25/12/2013
La Dirección General de Salud Pública y Consumo ha detectado 33 productos inseguros en 2013
Ha supuesto la retirada del mercado de 38.200 unidades
Más concretamente, la Dirección General de Salud Pública y Consumo ha efectuado alertas sobre los siguientes productos:
12 juguetes (trompeta, gafas de juguete, juguete musical, puzle para el suelo, muñeco, anillo y otros adornos luminosos de goma y artículos para hacer pompas de jabón). Todos presentaban riesgo por el acceso a las pilas de botón; por producir piezas pequeñas al romperse, pudiendo producir asfixia, o por estar contaminado el jabón de las pompas.
5 pequeños electrodomésticos: alisadores de pelo, hierros de rizar y planchas de pelo.
4 cargadores o adaptadores que no cumplen los requisitos de seguridad eléctrica o de etiquetado.

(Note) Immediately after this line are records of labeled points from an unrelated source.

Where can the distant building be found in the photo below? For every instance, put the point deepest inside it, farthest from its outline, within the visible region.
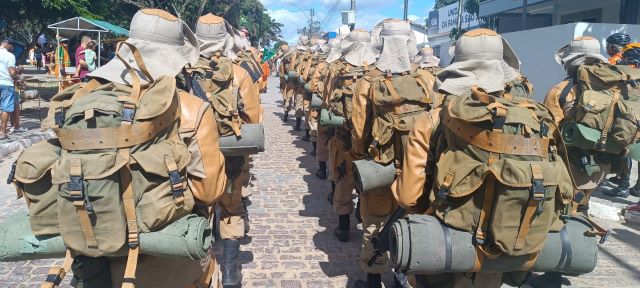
(506, 15)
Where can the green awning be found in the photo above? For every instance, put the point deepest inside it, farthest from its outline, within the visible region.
(114, 29)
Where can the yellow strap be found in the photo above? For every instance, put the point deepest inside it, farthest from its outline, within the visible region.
(57, 274)
(128, 203)
(75, 170)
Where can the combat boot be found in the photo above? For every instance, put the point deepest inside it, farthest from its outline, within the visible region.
(298, 123)
(322, 171)
(307, 136)
(231, 276)
(344, 225)
(373, 281)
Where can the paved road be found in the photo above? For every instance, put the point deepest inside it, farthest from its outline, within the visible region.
(291, 241)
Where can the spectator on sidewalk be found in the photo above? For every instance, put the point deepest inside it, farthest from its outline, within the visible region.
(7, 75)
(82, 68)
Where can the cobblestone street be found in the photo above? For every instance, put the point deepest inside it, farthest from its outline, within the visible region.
(291, 242)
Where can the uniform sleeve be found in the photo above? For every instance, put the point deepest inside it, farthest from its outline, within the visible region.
(206, 168)
(409, 187)
(552, 101)
(362, 119)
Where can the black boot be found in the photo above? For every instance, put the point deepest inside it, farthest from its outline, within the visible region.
(333, 190)
(307, 136)
(231, 276)
(322, 171)
(344, 225)
(373, 281)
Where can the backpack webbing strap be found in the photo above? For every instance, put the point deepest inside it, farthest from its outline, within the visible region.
(562, 99)
(537, 197)
(116, 137)
(81, 201)
(128, 204)
(483, 219)
(497, 142)
(206, 279)
(607, 124)
(57, 274)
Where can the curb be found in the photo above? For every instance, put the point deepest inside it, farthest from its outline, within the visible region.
(24, 143)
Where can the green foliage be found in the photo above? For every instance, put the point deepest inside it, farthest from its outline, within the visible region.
(442, 3)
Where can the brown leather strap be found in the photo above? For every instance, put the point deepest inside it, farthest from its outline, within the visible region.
(115, 137)
(497, 142)
(128, 203)
(612, 112)
(57, 274)
(530, 211)
(79, 202)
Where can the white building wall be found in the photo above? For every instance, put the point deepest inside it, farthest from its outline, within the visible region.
(536, 49)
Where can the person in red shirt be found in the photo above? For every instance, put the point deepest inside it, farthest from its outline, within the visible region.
(82, 69)
(615, 43)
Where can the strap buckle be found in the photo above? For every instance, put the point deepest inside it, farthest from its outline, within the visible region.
(177, 188)
(56, 277)
(128, 112)
(58, 117)
(12, 172)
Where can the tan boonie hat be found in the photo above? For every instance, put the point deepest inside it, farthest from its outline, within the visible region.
(213, 37)
(396, 46)
(357, 50)
(581, 46)
(426, 58)
(165, 43)
(484, 44)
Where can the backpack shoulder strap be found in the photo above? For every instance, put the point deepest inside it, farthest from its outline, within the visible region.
(565, 92)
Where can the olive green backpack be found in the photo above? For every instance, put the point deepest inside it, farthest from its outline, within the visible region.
(211, 80)
(117, 169)
(607, 108)
(499, 174)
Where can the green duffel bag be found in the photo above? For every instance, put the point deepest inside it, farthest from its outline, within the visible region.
(328, 119)
(578, 135)
(188, 237)
(316, 102)
(423, 245)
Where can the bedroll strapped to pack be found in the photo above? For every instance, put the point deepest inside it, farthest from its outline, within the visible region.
(117, 170)
(608, 100)
(500, 176)
(398, 100)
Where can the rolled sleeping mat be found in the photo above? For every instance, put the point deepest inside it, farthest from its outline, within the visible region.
(328, 119)
(419, 245)
(578, 135)
(188, 237)
(369, 175)
(250, 142)
(316, 102)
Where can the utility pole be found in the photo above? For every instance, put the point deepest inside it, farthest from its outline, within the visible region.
(524, 14)
(460, 10)
(406, 10)
(353, 8)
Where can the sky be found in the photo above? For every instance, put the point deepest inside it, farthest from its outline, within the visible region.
(368, 13)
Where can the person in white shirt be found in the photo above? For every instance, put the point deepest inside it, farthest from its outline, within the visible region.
(7, 75)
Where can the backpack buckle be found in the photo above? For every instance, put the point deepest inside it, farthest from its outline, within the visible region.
(12, 172)
(128, 112)
(177, 188)
(58, 117)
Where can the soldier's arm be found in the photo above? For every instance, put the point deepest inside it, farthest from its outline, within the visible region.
(409, 187)
(362, 119)
(199, 131)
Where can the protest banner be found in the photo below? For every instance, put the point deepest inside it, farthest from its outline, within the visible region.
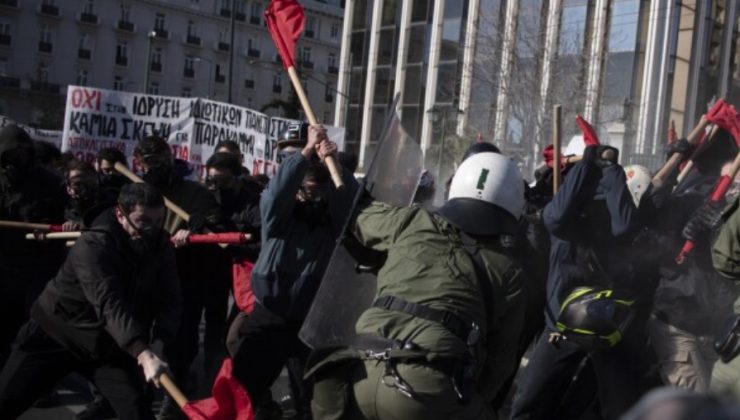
(49, 136)
(98, 118)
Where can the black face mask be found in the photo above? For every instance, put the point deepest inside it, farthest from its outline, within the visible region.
(158, 176)
(149, 240)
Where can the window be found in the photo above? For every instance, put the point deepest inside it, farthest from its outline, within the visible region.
(310, 27)
(334, 32)
(45, 34)
(118, 83)
(42, 73)
(277, 83)
(159, 21)
(122, 53)
(125, 12)
(81, 77)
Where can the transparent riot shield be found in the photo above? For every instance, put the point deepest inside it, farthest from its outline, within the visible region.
(347, 289)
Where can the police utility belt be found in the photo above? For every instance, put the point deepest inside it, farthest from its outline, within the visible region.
(460, 370)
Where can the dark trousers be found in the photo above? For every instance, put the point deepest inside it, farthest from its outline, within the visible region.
(37, 363)
(547, 389)
(205, 282)
(267, 343)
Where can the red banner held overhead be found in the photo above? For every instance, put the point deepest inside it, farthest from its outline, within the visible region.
(285, 21)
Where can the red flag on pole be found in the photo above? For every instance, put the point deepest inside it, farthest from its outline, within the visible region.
(726, 117)
(589, 134)
(230, 400)
(285, 21)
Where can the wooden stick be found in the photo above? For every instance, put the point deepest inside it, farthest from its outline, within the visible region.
(54, 235)
(172, 389)
(25, 225)
(556, 143)
(336, 175)
(677, 158)
(690, 164)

4 termos para bebida o comida porque contenían amianto, una sustancia prohibida muy peligrosa.
2 modelos de guirnaldas luminosas que presentaban riesgo de choque eléctrico.

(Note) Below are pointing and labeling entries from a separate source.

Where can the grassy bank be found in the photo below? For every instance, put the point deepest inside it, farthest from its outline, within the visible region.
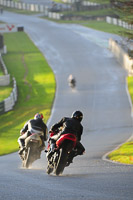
(124, 154)
(5, 92)
(36, 88)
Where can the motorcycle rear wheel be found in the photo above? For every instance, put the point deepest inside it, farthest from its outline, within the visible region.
(61, 162)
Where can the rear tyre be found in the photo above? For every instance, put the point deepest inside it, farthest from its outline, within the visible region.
(61, 162)
(31, 155)
(28, 160)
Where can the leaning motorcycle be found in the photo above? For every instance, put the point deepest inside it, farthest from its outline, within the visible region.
(60, 157)
(32, 150)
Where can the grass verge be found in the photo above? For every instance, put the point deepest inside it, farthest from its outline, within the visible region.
(36, 88)
(5, 92)
(124, 154)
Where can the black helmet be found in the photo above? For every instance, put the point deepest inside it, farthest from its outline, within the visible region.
(78, 115)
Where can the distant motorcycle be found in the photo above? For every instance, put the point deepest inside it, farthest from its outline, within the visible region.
(71, 81)
(60, 157)
(32, 150)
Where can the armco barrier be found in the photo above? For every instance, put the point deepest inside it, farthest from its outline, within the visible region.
(9, 102)
(119, 22)
(5, 79)
(2, 109)
(122, 57)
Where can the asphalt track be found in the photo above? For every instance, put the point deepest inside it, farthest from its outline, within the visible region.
(100, 94)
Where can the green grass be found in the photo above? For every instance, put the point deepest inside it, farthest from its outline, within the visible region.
(36, 88)
(5, 92)
(124, 154)
(101, 12)
(100, 1)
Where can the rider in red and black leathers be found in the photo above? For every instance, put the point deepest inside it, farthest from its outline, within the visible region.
(70, 125)
(35, 125)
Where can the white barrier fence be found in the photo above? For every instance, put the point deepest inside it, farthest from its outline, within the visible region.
(25, 6)
(122, 57)
(119, 22)
(10, 101)
(85, 3)
(5, 79)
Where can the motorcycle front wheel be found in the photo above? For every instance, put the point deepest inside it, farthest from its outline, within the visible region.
(61, 163)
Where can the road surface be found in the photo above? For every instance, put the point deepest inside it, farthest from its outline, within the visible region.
(100, 94)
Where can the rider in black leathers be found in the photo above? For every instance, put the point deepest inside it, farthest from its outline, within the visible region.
(35, 125)
(70, 125)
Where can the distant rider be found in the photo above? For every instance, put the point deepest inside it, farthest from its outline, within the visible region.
(35, 125)
(71, 81)
(69, 125)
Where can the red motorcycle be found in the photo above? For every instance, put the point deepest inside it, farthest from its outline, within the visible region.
(59, 159)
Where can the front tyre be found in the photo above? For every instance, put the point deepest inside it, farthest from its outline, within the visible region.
(62, 160)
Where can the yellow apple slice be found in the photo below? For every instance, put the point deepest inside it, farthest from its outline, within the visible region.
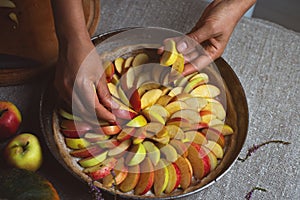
(161, 177)
(215, 148)
(170, 54)
(119, 63)
(206, 91)
(136, 154)
(150, 98)
(140, 59)
(138, 121)
(196, 103)
(152, 152)
(76, 143)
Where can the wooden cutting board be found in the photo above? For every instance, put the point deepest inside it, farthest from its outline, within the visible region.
(34, 36)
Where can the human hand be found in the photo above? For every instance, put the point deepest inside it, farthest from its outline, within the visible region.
(212, 32)
(81, 82)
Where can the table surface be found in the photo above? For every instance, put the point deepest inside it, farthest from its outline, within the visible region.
(266, 59)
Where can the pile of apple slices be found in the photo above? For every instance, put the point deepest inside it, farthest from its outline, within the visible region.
(168, 133)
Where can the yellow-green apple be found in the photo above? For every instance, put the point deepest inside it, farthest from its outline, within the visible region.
(186, 171)
(180, 147)
(93, 160)
(123, 146)
(191, 115)
(138, 121)
(131, 179)
(164, 100)
(206, 91)
(161, 177)
(194, 136)
(146, 179)
(140, 59)
(150, 97)
(86, 152)
(109, 70)
(169, 152)
(215, 148)
(77, 143)
(95, 137)
(119, 64)
(175, 132)
(121, 173)
(196, 103)
(152, 152)
(24, 151)
(175, 91)
(174, 178)
(135, 155)
(101, 170)
(10, 119)
(126, 133)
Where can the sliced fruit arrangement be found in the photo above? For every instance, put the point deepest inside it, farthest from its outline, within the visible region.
(167, 136)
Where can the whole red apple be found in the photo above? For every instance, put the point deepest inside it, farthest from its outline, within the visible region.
(10, 119)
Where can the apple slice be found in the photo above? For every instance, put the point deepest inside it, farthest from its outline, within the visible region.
(119, 63)
(215, 148)
(192, 84)
(152, 152)
(138, 121)
(175, 132)
(140, 59)
(77, 143)
(169, 152)
(186, 172)
(214, 135)
(146, 178)
(224, 129)
(126, 133)
(174, 178)
(196, 103)
(131, 179)
(93, 160)
(95, 137)
(109, 70)
(195, 136)
(196, 161)
(164, 100)
(176, 106)
(175, 91)
(147, 86)
(161, 177)
(123, 146)
(206, 91)
(101, 170)
(86, 152)
(180, 147)
(191, 115)
(121, 173)
(150, 97)
(170, 54)
(136, 155)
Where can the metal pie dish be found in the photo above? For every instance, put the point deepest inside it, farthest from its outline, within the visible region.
(236, 117)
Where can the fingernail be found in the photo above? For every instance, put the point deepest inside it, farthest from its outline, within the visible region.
(181, 46)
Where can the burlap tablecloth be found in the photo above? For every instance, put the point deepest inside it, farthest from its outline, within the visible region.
(266, 58)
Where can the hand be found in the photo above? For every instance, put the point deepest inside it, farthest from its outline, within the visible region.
(81, 82)
(212, 32)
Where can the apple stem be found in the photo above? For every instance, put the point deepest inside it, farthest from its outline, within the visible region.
(3, 111)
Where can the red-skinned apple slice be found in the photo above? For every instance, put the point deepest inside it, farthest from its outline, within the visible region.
(86, 152)
(131, 180)
(186, 172)
(161, 177)
(146, 178)
(174, 178)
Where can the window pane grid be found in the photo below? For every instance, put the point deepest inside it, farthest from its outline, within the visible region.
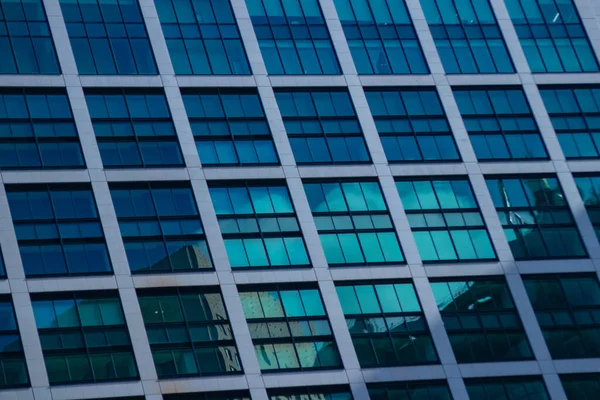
(575, 116)
(133, 128)
(259, 225)
(108, 37)
(293, 37)
(568, 310)
(189, 332)
(500, 124)
(202, 37)
(446, 221)
(381, 37)
(58, 230)
(552, 36)
(412, 125)
(161, 227)
(353, 223)
(322, 127)
(230, 128)
(537, 221)
(467, 36)
(482, 321)
(84, 338)
(289, 328)
(25, 40)
(37, 130)
(387, 325)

4 modelos de zapatos porque presentaban niveles superiores a los permitidos de cromo VI, que puede producir dermatitis.
1 artículo de decoración que en contacto con el agua crece a un volumen mayor del permitido, de forma que puede producir riesgo gastrointestinal si es ingerido por un niño.
1 mechero con láser.
¿Qué hacen los servicios de inspección de consumo?

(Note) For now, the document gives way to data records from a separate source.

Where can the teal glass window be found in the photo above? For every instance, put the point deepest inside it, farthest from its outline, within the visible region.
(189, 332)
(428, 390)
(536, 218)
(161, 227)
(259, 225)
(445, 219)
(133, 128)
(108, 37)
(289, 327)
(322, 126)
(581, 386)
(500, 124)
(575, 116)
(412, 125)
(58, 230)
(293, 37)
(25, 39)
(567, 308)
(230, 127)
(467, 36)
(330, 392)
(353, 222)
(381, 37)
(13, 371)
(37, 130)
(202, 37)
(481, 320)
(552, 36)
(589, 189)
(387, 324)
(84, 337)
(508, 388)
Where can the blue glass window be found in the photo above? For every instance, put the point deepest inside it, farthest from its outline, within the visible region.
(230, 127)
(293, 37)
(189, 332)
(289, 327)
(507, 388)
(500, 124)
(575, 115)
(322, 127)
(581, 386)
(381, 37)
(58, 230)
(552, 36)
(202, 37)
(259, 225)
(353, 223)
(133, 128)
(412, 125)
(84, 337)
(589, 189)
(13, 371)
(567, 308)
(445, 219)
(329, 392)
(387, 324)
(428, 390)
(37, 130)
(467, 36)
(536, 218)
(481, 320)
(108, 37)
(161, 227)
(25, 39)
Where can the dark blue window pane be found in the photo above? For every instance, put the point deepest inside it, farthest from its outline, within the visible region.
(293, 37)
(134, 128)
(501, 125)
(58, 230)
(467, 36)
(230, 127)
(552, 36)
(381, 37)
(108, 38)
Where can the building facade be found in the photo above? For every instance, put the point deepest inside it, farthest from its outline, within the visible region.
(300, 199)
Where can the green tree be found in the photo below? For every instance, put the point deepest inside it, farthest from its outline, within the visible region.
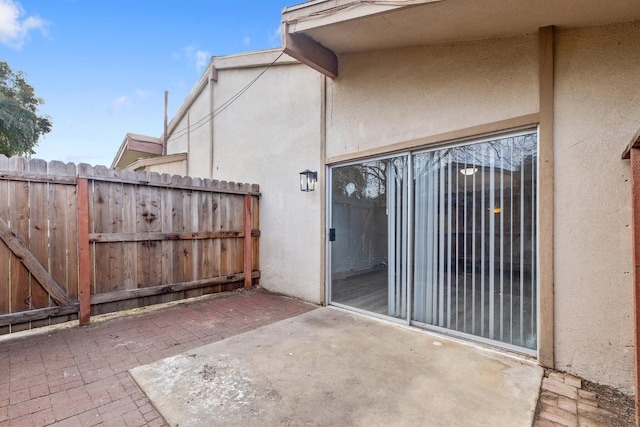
(20, 124)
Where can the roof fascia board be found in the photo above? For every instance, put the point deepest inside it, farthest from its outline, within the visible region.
(152, 161)
(325, 13)
(206, 76)
(126, 142)
(311, 53)
(635, 143)
(260, 58)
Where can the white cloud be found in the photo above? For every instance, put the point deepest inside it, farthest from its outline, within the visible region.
(143, 93)
(202, 59)
(275, 38)
(119, 103)
(14, 28)
(196, 57)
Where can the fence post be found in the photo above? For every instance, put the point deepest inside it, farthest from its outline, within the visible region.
(248, 251)
(84, 280)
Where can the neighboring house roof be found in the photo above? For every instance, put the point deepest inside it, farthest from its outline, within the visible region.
(135, 147)
(259, 58)
(317, 31)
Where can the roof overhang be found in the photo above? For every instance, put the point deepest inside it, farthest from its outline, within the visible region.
(635, 143)
(155, 161)
(135, 147)
(318, 31)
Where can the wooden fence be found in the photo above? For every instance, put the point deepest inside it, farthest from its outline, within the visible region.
(82, 240)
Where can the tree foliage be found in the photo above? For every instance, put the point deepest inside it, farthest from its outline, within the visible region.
(20, 124)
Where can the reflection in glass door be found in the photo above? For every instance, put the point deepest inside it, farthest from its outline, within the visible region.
(454, 226)
(475, 239)
(369, 208)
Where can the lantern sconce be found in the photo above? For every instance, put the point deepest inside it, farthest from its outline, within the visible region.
(308, 180)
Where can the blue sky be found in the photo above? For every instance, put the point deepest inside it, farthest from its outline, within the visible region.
(102, 66)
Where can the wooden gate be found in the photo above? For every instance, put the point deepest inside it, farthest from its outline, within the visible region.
(82, 240)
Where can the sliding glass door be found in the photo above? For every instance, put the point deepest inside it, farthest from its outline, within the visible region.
(475, 239)
(455, 227)
(369, 206)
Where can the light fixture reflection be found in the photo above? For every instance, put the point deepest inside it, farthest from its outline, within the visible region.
(468, 171)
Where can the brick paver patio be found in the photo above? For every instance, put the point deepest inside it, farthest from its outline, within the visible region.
(78, 376)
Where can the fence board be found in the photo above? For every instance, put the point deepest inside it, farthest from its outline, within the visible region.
(39, 236)
(71, 227)
(129, 226)
(5, 253)
(144, 238)
(167, 247)
(18, 224)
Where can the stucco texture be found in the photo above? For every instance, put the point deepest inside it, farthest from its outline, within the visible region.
(597, 111)
(391, 96)
(267, 136)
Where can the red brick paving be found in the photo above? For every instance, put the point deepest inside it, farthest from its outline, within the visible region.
(78, 376)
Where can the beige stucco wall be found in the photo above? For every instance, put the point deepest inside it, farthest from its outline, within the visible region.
(178, 167)
(200, 135)
(392, 96)
(272, 132)
(597, 101)
(267, 136)
(398, 95)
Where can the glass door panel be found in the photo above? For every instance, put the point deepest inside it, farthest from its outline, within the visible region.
(475, 239)
(369, 209)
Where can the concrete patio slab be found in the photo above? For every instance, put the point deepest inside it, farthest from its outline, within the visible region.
(330, 367)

Los servicios de inspección de consumo de la Dirección General de Salud Pública y Consumo realizan controles de seguridad de los productos que están en el mercado para detectar el grado de cumplimiento de los requisitos de seguridad y su posible inclusión en la Red de alerta en el caso de que sean inseguros.
Además, los servicios de inspección tienen que retirar del mercado los productos incluidos en la Red de alerta por otras comunidades autónomas.
¿Qué es la Red de alerta?
La Red de alerta conecta las diferentes comunidades autónomas y el Instituto Nacional de Consumo entre sí y también con el resto de países integrantes de la Unión Europea. La Red permite un ágil intercambio de información de la detección de productos inseguros en el mercado, posibilitando una rápida adopción de las medidas adecuadas para su retirada.